8. The authors may consider changing the title, as it poses a question which is not explicitly answered.

Minor Comments

1. Some of the box-plots of ipTM scores have missing values. (e.g. P53396, P35670) Please correct this.

2. Might be useful/interesting to have beyond 5mers predicted for Figure 1. For example, in the bottom row of 1D many of the predicted ipTM scores increase with oligomers. Would this be the case for 6, 7, or 8? Perhaps it would peak at 5 and if so would validate the metrics further. For broad applicability, stopping at pentamers is understandable. For proteins where ipTM appears to increase monotonically with oligomerization state (Q9NXV2, P02741, Q86SE8), showing higher-order oligomers to prove that it will not increase past the real oligomerization state.

3. The full set of ipTM scores in Figure 1D and the protein images in figure 2A, while helpful for visualization, take up a large amount of space and could possibly be moved to the supplementary figures, similar to figures S4 and S5. Additionally, the large amount of structures is somewhat overwhelming and distracting. Reduction in the number of represented structures, while shifting some to the supplemental, will help alleviate this and enhance readability.

4. Figure 2E. The X and Y axes are plotting similar things (TM Scores) but are scaled differently. Perhaps making the scales equivalent will enhance readability because as it stands this figure is confusing and difficult to interpret.

5. Figure 3A/B. A statistical model should be implemented here to determine the significance in the change of delta mean ipTM. This would also provide a more definitive “end” to the number of recycles needed before no statistical change is detected.

6. Figure 4B/C. Why is only the bottom 30% being used here? Would examining the top 30% instead provide more insight because those predictions are expected to be of higher confidence? Additionally, all plotted curves between 0-90 follow a near identical pattern. Presumably the curves comparing >0 and >90 should be different. This is not well explained and should be clarified.

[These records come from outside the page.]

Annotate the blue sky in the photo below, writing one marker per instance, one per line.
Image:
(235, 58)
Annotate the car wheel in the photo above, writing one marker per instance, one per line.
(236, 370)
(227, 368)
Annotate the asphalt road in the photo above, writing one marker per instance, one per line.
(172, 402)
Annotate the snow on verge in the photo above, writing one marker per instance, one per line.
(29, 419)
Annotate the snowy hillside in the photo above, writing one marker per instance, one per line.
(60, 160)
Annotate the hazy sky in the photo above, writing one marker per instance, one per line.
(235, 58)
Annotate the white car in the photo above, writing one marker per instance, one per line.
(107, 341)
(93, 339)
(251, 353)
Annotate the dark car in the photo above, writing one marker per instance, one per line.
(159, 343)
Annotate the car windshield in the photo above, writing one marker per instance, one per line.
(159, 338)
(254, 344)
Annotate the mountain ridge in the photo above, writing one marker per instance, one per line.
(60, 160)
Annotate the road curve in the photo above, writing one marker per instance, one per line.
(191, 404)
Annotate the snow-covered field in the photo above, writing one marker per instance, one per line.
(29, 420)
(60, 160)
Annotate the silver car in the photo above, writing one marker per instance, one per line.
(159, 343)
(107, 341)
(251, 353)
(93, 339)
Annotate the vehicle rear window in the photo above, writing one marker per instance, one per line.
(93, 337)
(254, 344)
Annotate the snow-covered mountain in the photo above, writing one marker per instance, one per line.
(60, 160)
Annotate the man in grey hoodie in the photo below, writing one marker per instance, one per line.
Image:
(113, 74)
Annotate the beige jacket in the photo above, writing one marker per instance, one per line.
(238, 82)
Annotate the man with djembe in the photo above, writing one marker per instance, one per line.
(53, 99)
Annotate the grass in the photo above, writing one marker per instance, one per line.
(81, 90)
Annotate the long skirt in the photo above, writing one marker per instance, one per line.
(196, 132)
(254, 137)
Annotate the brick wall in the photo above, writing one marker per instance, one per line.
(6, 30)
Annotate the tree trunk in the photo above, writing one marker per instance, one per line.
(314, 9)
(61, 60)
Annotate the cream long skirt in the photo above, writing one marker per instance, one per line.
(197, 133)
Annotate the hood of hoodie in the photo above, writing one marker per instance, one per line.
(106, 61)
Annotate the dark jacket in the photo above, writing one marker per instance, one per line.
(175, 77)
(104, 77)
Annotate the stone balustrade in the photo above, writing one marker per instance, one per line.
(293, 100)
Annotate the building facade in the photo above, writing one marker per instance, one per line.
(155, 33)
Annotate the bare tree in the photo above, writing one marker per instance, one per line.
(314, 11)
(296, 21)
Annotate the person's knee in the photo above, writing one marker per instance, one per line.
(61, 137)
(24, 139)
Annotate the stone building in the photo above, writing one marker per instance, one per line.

7. In figure 5G, showing the PDB of incorrectly predicted structures, when possible, next to the predictions may be helpful in evaluating what is going wrong with some predictions and the importance of the monomer prediction.

8. Figure 6C. Only encompasses two proteins from each class. Reasoning for choosing these select proteins should be elaborated or more protein from within each class should be included in the predictions.

9. The statement of the monomeric pLDDT being used to predict whether an oligomeric state is correctly predicted “In this sample set, if the pLDDT value was > 90 (14 structures), then the correct oligomeric state was assigned. If the pLDDT value was < 50 (1 structure), then an incorrect oligomeric state was predicted.” appears to contradict prior statements and Supplementary Figure S1 and shows values without believable statistical power.

10. Method: Recycling. It would be useful to state the computing infrastructure used and specify the computing time to show accessibility of the techniques and show the cost and benefit of increased recycles and structures.

Competing interests

The authors declare that they have no competing interests.

Use of Artificial Intelligence (AI)

The authors declare that they did not use generative AI to come up with new ideas for their review.